Set up the best environment for your puppy. Since you can’t be with your puppy every minute of the day, set up a puppy playpen. X-pens work great for this. Put newspapers or puppy pads on the floor (so accidents don’t matter), a crate with soft bedding for sleeping, and a shallow box lined with puppy pads for relieving himself. When puppy is very young, help him to find the puppy pads by gently placing him there. soon he will find it on his own. When you take your puppy outside, put some soiled puppy pads on the grass where you want him to go. This should be the same place every time. The smell of urine and feces will encourage him to go.
Keep track of your puppy’s schedule. Puppies need to go out the instant they wake up, after every meal, and after play. Immediately take them outside to their designated potty area or put them in their playpen. Sometimes they can’t tell if they are going until it happens. Don’t punish your puppy for mistakes. It will make him distrust you and hide elimination from you. Keep your puppy in their puppy playpen at night. They will use the potty box if they have to go during the night. As they get older they will be able to hold it during the night.
Don’t expect too much too soon. The first few months are like infancy, when things are pretty hit or miss. Up to six months is like toddler-hood for some breeds. Remember to have patience, set your puppy up for success and be consistent. Don’t expect too much too soon.

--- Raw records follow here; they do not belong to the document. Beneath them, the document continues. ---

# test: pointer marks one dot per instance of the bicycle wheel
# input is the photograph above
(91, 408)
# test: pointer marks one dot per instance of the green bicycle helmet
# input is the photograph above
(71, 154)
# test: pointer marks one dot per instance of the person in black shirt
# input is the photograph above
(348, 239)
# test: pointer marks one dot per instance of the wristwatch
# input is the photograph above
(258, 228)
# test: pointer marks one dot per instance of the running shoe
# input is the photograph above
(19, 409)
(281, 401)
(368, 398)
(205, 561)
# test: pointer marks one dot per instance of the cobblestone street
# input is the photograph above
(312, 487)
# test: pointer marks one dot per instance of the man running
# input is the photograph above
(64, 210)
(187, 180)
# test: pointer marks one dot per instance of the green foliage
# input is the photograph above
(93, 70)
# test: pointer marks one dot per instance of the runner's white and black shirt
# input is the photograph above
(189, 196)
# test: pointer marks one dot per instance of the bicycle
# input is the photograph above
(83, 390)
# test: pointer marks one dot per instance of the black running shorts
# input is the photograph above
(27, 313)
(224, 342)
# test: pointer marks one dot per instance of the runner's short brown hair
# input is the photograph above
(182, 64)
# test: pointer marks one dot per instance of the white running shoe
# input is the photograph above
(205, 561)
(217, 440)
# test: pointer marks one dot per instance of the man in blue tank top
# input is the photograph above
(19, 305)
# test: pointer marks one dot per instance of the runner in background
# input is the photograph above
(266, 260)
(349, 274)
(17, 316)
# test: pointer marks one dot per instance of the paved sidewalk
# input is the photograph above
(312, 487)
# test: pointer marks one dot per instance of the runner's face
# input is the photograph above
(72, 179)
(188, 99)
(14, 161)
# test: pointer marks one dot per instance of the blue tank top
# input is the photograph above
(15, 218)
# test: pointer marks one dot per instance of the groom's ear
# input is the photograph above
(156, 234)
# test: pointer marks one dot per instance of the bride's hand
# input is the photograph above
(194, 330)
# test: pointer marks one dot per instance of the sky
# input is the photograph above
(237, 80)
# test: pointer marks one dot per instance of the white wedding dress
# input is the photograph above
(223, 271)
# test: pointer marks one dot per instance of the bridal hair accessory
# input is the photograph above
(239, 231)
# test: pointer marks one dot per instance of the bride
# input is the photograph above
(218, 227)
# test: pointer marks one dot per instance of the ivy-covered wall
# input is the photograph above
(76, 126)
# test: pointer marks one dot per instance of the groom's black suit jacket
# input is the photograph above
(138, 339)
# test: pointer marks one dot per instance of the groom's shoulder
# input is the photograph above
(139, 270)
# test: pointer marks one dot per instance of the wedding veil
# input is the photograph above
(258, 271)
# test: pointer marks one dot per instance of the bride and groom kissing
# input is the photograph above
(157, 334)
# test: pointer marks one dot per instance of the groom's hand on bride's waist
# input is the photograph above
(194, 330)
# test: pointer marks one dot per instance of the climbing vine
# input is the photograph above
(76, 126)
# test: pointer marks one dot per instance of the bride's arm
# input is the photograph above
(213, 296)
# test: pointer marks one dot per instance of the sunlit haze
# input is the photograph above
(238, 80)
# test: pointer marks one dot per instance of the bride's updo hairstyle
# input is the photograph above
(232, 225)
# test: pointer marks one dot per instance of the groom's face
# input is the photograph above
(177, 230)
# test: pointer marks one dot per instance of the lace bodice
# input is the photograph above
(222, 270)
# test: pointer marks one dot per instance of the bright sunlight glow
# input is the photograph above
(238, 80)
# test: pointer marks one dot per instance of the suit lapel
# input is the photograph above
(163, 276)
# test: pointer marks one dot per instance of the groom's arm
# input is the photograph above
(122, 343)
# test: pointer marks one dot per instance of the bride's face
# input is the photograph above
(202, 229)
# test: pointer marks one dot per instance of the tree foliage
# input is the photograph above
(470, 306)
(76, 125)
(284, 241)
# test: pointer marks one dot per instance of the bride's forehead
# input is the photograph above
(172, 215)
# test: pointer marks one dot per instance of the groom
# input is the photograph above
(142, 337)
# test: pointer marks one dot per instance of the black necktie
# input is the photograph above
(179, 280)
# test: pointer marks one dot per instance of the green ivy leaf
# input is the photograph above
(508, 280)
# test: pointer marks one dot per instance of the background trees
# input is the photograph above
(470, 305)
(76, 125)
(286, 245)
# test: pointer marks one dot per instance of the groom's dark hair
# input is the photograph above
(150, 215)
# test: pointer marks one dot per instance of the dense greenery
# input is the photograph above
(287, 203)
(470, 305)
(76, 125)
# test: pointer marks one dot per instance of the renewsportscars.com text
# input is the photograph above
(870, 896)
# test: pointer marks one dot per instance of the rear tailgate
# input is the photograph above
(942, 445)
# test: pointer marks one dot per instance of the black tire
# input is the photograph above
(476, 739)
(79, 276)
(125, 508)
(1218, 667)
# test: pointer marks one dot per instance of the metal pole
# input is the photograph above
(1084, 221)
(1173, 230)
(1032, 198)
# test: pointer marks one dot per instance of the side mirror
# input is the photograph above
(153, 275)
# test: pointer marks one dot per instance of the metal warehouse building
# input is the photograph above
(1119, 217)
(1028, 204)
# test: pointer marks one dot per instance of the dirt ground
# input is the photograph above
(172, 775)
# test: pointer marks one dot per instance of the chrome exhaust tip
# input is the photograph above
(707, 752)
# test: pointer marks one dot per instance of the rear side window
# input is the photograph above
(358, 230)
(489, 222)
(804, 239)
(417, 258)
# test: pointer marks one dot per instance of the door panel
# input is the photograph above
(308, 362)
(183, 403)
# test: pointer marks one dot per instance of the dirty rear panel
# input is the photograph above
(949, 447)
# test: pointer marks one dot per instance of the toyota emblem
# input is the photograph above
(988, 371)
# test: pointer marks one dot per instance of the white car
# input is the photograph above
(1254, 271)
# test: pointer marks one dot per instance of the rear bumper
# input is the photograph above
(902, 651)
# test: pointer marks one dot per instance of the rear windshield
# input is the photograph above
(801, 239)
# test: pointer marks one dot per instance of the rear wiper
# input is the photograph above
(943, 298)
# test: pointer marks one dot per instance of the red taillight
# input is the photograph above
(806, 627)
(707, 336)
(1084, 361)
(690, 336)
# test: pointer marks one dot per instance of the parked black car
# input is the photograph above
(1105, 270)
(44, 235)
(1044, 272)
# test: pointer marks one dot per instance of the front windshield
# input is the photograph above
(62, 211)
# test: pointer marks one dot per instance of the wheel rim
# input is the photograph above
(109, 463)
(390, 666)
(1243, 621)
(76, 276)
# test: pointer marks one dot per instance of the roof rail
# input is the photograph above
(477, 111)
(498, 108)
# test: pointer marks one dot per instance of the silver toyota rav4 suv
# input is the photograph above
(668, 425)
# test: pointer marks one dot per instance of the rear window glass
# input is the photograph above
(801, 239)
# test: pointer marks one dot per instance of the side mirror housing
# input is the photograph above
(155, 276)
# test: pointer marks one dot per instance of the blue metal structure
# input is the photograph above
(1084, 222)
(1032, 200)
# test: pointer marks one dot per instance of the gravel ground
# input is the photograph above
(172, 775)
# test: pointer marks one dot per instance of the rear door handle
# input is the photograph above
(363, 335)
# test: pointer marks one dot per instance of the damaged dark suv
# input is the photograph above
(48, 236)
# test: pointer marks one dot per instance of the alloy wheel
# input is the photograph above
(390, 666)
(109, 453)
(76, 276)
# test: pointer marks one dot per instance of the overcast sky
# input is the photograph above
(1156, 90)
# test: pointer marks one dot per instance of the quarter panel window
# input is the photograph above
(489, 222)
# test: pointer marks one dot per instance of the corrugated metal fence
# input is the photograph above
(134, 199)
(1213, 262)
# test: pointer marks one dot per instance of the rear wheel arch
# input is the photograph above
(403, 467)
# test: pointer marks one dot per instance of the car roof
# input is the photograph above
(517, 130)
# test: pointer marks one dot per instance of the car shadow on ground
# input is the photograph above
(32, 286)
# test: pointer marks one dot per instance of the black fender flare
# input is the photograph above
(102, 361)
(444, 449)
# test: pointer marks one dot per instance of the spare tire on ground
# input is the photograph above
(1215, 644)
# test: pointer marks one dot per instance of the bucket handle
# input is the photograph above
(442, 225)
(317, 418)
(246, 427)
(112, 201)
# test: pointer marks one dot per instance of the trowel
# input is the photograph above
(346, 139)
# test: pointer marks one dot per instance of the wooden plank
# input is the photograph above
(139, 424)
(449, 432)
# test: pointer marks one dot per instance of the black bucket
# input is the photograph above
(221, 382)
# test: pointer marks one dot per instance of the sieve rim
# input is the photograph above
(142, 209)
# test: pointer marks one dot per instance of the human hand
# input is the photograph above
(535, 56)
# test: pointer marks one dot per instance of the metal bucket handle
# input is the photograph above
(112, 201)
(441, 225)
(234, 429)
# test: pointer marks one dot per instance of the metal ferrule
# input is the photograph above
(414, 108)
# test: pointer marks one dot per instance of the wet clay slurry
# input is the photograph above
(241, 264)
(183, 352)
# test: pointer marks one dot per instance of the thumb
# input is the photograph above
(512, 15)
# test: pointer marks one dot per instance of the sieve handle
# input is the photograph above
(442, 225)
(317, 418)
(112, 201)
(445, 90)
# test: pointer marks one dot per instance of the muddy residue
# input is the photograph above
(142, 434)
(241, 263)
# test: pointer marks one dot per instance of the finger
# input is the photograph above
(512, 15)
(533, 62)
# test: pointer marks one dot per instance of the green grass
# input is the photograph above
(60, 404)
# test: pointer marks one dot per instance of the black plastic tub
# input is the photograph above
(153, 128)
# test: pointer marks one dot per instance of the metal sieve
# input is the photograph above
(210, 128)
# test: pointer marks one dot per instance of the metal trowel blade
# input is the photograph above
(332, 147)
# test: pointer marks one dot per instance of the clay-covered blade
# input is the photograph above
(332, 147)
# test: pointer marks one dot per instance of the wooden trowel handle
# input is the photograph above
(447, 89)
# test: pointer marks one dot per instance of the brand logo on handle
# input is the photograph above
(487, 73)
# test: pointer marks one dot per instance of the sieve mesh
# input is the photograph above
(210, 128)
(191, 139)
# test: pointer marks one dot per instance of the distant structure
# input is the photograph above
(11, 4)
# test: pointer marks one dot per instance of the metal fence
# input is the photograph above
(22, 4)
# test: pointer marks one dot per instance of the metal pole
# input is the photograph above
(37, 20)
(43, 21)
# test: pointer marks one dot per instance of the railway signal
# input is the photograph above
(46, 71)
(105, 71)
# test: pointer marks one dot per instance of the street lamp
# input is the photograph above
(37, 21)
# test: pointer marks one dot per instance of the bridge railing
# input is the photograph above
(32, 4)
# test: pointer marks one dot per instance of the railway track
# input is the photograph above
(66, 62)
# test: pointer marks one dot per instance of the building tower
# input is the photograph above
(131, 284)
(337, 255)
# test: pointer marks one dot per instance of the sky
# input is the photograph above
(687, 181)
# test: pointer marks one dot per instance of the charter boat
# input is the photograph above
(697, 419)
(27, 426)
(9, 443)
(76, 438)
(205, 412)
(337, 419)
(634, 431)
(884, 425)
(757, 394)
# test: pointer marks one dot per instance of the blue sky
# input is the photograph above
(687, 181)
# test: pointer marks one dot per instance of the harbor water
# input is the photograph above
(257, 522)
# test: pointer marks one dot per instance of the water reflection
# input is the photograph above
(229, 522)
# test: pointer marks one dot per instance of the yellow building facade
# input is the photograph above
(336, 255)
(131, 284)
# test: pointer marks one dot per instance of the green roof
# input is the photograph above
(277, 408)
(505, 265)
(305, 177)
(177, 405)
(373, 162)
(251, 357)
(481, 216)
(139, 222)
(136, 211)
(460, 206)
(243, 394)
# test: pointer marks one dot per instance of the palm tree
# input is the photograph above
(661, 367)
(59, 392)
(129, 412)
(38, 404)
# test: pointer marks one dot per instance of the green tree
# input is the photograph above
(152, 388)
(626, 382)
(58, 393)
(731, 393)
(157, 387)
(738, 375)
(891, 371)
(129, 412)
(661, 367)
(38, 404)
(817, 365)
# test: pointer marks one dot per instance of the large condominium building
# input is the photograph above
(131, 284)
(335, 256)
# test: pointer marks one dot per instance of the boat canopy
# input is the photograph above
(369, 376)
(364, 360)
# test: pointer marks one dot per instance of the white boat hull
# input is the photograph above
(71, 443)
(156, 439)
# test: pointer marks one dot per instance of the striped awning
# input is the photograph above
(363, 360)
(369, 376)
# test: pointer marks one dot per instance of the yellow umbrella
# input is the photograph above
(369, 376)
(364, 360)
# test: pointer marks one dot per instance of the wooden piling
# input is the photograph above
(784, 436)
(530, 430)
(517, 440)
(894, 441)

Click and treat for using the right places. When you take your puppy outside WATCH HIM! Click just as they are beginning to finish. Give them a treat and a lot of praise and petting. The click tells your puppy exactly what he did to make you so pleased. Your puppy will remember that and will try it again to gain a reward.
Develop a cue for eliminating. When your puppy is going in the right places, come up with a verbal cue like “Go Potty” or “Do Your Duty”. Watch your puppy. When he looks as if he is about to go, say the cue word, let them go, then click and treat. With time and consistency, the cue word will “remind” them to go even without a click or treat.